Data Analysis Fusion Code

(Updated on 2013/3/26)

PraHaploProgram package for haplotype-based whole-genome association study using parallel computing.
ID:D-1
Principal developer

Tatsuhiko TSUNODA, Center for Genomic Medicine, RIKEN

General description

The ParaHaplo code is an invaluable parallel computing tool for conducting haplotype-based genome-wide association studies (GWAS) as the data sizes of projects continue to increase.

Computational model

Exact probability calculation of type I error using haplotype frequencies.

Computational method

Markov-chain Monte Carlo (MCMC) algorithm

Parallelization

Hybrid parallelization (Threads and MPI)

Required language and library

C and MPI

Status of code for public release

Source code is available through ISLIM download site.

Maximum computing size in present experiences
  • Analysis of regional differences in genetic variation for 90 people's data
  • An 8,192 core parallel computing with RIKEN RICC cluster
  • Required memory size/disk storage size: 10 GB/10 GB
Expected computing size in K computer
  • Analysis of almost 50 diseases for about 200,000-people's data
  • parallel computing with 640-thousands of cores
  • Required memory size/storage size: 2TB/2TB

    Ref.http://www.ncbi.nlm.nih.gov/pmc/articles/PMC2774321/
ParaHaploイメージ

Figure 1. The figure shows -log (p-value) where the p-value in the Armitage test represents disease/SNP associations.

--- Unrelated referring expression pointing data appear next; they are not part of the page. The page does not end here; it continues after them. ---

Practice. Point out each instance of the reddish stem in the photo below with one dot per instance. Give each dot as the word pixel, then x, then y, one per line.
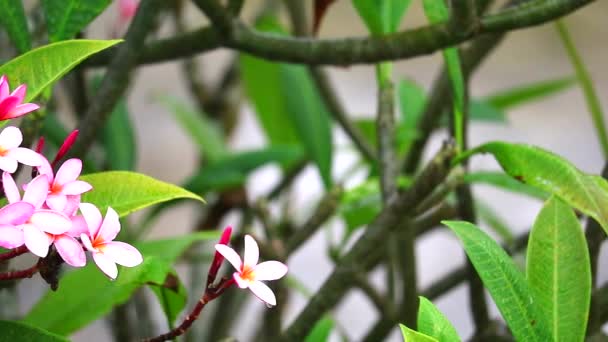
pixel 13 253
pixel 210 294
pixel 27 273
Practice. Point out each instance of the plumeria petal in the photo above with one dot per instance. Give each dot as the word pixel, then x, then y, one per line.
pixel 10 237
pixel 16 213
pixel 122 253
pixel 270 270
pixel 37 191
pixel 229 254
pixel 93 218
pixel 25 156
pixel 51 221
pixel 69 171
pixel 10 188
pixel 252 252
pixel 76 188
pixel 8 164
pixel 110 226
pixel 36 240
pixel 70 250
pixel 106 265
pixel 263 292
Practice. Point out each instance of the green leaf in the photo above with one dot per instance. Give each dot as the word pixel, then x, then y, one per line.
pixel 503 181
pixel 320 332
pixel 381 17
pixel 12 18
pixel 85 294
pixel 521 94
pixel 553 174
pixel 558 270
pixel 41 67
pixel 310 116
pixel 127 192
pixel 19 331
pixel 433 323
pixel 65 18
pixel 204 133
pixel 506 284
pixel 410 335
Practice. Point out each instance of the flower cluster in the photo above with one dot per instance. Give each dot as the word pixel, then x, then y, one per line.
pixel 48 212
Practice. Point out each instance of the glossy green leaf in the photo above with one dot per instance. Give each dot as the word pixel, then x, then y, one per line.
pixel 41 67
pixel 13 20
pixel 19 331
pixel 558 270
pixel 553 174
pixel 204 133
pixel 85 294
pixel 506 284
pixel 410 335
pixel 433 323
pixel 381 17
pixel 505 182
pixel 526 93
pixel 65 18
pixel 127 192
pixel 310 116
pixel 321 331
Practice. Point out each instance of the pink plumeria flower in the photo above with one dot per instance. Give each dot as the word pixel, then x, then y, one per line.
pixel 11 153
pixel 99 241
pixel 44 227
pixel 249 274
pixel 11 216
pixel 10 103
pixel 64 188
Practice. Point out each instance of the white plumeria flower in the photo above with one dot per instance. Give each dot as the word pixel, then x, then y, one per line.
pixel 249 273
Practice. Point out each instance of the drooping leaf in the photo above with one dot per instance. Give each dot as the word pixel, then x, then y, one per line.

What does the code enable?
  • Precise and comprehensive findings for disease associated genomic information among a variety of personal whole genomes (about 3 giga bases per person).
NGS analyzer Next-generation genome sequencer analysis program
ID:D-2
Principal developer

Tatsuhiko TSUNODA, Center for Genomic Medicine, RIKEN

General description

The output data generated by a next-generation genome sequencer are analyzed in high speed by the NGS analyzer. The code identifies genetic differences among persons or cancer cell's mutations much precisely

Computational model

Mapping for the human genome sequences and detection of diversities based on the probability calculations

Computational method

Diagonalization of a dense matrix with a direct method

Parallelization

domain decomposition

Required language and library

Perl, C

Status of code for public release

Source code is available through ISLIM download site.

Maximum computing size in present experiences
  • The first Japanese genome sequence analysis and an identification of mutations in a cancer genome analysis using a 2,000-core x86 cluster system
  • Required memory/disk: 4 TB/100 TB
Expected computing size in K computer
  • An identification of mutations in a 500-people's cancer genome analysis using 640 thousands of cores
  • Required memory/disk storage: 2PB/50 PB.
NGSanalyzerイメージ

Figure 1. The comparisons among seven persons' whole genomes. The number of SNPs/Mbp is shown for (a) chromosome 1, (b)chromosome 6, and(c)chromosome X (Nature Genetics 42, 931–936)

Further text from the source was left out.